Java AWS CDK application to convert audio files to text using Amazon Transcribe.
Serverless application that converts audio files to text using Amazon Transcribe.
Source Bucket - S3 bucket where audio files are uploaded. Lambda Function - Lambda function that is triggered when an audio file is uploaded to the source bucket. The function converts the audio file to text using Amazon Transcribe and stores the result in the destination bucket. Transcribe - Amazon Transcribe job that converts the audio file to text. Destination Bucket - S3 bucket where the text file is stored.
- AWS Account
- Java 17 or later
java -version
- Maven 3.0 or later
mvn -version
- AWS CLI
aws --version
- Node.js 18.x or later
node -v
- AWS CDK - Install the AWS CDK Toolkit globally using the following command:
npm install -g aws-cdk
cdk --version
- CDK Bootstrap - Bootstrap your AWS account for CDK. This only needs to be done once per account/region.

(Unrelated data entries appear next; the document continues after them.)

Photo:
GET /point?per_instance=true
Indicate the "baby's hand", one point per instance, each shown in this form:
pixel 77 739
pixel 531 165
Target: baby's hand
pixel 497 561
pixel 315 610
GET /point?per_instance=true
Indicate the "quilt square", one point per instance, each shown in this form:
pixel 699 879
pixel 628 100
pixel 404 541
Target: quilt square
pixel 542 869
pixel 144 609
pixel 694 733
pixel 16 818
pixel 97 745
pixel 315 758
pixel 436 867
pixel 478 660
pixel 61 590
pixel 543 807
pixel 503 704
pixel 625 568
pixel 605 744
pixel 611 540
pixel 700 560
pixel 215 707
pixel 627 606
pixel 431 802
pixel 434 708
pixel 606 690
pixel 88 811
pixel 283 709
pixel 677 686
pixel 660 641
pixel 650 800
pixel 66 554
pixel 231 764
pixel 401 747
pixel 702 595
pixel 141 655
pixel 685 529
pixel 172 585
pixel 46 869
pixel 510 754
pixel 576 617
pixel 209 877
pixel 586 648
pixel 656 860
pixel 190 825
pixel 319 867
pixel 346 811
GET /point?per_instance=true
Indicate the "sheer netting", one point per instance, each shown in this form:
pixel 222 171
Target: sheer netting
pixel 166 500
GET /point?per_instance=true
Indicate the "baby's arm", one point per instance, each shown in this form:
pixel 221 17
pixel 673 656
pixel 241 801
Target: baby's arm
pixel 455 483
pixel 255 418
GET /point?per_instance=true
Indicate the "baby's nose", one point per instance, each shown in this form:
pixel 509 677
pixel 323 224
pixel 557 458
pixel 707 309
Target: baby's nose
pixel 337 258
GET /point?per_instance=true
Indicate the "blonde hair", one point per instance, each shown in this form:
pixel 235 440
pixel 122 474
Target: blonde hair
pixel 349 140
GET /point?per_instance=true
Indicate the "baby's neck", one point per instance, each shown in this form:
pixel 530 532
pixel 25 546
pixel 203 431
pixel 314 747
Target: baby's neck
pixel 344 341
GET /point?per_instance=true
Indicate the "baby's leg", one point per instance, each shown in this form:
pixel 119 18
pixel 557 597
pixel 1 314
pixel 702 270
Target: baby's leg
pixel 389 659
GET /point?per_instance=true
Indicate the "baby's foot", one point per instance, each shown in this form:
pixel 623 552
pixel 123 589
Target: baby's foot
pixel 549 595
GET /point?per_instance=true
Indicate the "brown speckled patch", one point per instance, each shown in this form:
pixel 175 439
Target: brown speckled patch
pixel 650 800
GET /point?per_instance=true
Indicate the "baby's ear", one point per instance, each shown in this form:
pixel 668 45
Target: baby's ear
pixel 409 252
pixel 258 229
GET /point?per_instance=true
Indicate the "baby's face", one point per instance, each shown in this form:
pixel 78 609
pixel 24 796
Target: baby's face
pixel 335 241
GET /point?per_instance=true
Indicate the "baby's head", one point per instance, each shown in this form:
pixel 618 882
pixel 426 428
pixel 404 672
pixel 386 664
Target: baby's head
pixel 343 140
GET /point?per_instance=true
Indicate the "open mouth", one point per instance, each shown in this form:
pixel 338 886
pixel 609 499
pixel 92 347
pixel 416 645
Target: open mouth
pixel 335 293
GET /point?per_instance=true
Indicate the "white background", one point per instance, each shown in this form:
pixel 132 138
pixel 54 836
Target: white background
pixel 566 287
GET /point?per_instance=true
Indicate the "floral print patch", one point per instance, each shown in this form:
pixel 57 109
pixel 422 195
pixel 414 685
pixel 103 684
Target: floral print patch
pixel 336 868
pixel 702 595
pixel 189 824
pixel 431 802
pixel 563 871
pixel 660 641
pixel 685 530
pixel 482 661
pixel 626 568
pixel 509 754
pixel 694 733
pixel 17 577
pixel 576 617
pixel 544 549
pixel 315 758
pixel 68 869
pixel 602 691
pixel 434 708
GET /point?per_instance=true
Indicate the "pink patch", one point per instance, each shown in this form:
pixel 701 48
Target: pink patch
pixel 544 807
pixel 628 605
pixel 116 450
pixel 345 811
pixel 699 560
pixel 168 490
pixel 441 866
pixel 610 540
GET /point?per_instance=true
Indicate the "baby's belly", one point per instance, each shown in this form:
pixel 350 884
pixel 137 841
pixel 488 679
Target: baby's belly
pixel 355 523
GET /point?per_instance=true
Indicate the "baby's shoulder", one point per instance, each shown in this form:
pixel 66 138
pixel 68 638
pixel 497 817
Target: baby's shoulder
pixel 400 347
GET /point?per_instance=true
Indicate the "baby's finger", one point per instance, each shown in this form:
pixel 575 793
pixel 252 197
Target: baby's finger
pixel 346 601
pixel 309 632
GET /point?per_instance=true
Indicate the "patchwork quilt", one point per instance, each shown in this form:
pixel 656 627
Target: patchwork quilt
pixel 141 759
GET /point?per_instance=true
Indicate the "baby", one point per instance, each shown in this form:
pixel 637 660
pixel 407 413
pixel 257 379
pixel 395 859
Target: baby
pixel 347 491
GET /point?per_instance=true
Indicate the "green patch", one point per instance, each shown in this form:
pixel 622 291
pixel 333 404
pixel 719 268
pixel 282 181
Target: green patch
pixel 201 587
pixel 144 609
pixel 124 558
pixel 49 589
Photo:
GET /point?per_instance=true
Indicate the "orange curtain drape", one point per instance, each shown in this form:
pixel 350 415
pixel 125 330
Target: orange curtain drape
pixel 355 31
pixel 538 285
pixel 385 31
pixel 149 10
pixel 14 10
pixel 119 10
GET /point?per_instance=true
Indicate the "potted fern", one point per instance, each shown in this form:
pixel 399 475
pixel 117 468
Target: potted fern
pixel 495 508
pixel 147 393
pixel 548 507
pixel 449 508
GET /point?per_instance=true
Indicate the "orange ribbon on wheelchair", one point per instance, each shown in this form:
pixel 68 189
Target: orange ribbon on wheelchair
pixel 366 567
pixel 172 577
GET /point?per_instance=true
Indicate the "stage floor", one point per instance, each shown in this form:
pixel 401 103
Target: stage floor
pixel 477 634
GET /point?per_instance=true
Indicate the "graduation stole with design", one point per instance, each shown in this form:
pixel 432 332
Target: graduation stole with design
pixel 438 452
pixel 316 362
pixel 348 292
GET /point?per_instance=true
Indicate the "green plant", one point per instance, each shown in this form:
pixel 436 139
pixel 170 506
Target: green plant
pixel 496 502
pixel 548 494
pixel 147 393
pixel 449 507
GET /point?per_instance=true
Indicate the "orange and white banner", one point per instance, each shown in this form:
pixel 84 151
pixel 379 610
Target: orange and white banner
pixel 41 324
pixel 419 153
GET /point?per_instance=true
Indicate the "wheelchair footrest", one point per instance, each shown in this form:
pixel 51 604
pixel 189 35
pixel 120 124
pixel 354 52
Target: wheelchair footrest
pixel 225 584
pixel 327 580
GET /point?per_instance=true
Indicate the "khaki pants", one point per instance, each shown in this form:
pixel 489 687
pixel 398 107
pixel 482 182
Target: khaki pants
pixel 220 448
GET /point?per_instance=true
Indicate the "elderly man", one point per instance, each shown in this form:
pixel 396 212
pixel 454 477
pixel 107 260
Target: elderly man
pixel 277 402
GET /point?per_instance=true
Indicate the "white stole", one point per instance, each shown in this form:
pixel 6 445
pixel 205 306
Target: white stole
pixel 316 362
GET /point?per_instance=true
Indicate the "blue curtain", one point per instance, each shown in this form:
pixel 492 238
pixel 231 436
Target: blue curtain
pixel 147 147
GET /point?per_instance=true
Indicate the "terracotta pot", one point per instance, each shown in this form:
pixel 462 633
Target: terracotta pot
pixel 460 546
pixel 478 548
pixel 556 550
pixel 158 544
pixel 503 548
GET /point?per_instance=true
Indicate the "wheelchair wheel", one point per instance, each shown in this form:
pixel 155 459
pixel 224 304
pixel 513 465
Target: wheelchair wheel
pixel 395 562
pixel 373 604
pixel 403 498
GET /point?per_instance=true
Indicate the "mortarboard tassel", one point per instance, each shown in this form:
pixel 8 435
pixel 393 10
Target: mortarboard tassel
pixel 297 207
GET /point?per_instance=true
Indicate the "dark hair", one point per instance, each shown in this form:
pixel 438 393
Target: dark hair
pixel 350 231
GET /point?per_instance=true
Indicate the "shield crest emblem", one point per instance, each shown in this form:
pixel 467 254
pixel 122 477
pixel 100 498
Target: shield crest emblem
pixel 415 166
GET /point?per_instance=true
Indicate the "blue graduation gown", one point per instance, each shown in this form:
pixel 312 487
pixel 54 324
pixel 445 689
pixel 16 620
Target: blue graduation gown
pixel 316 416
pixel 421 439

cdk bootstrap aws://<account>/<region>
Clone the repository and navigate to the project directory.
git clone https://github.com/aws-samples/amazon-s3-lambda-transcribe-java-cdk.git
cd amazon-s3-lambda-transcribe-java-cdk
Run below build command from the root directory of the project.
mvn clean install
Change to the Infra directory of the project.
cd Infra
Quick deployment: This will deploy the application with default options that support 2 langauge conversion "en-US" and "es-US".
Run the below command to deploy the application.
cdk deploy
Custom deployment: This will deploy the application with custom options that support 3 langauge conversion "en-US","es-US" and "es-ES".
Please refer to this link for more Amazon Transcribe supported languages and use the language code as shown below.
Run the below command to deploy the application.
cdk deploy --no-previous-parameters --parameters transcribeLanguageCode=en-US,es-US,es-ES
AWS CloudFormation will create the below resources.
Source Bucket and Destination Bucket will be created with unique names.
Upload an audio file to the source bucket. The file will be converted to text and stored in the destination bucket.
Run the below command to delete the application.
cdk destroy